Semiconductor Packaging in the UK has traditionally been concentrating on smaller quantity of niche applications. At Alter UK, the team has set up the UK’s only plastic package QFN semiconductor line which has a capacity of more than a few million single die QFN equivalents per annum, with arrangements to go beyond ten million the following year, Duffy said.
Whilst yet a prolonged way off the capacity of the massive OSATs it signifies a considerable volume and reproduces the same higher volume plastic capability as presented by the Asian OSATs. The team considers that such volume capability would be crucial to ensuring a vivid UK and European semiconductor industry soon, he added.
The UK has a flourishing community of chip technologies involving traditional silicon and evolving technologies such as gallium nitride and silicon carbide compound semiconductors and graphene. The capacity of high-volume lines is governed by consumer, mobile and automotive customers, creating them challenging to access for low and medium volume conditions such as medical, industrial, aerospace and defence, stated Matt Booker, sales director at Alter UK.
High-volume OSATs commonly repudiates their production lines polluted with tiny batches or non-standard prerequisites and eliminate these customers which establishes an ideal gap in the market. The plant can also offer suppleness with enhanced quality requirements such as traceability and inspections not usually serviced by larger suppliers, Booker said.

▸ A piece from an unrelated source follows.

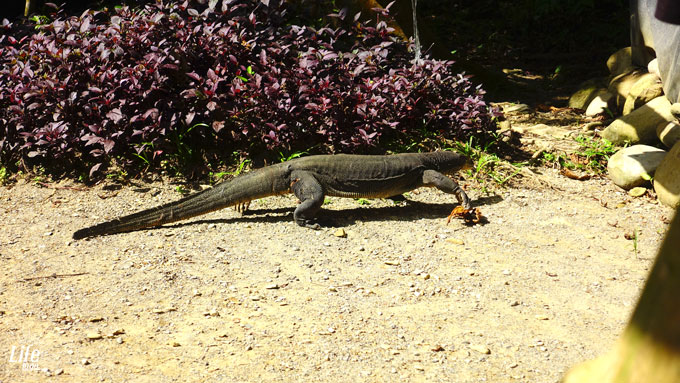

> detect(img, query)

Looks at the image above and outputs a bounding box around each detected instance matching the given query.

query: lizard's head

Alter obtained grant funding from Innovate UK to help development of a custom plastic package for a Silicon Carbide power device working with Turbo Power Systems, the Clas-SiC wafer fab, north of Edinburgh, and the Compound Semiconductor Catapult in Newport, Wales.
At the beginning of this year the group announced a GBP 6 million photonics and space centre at the nearby University of Strathclyde. The European Space Agency (ESA) have also bestowed a contract to Alter UK to assess these plastic packages for usage in space grade settings, with Alter in Spain operating the reliability test campaign.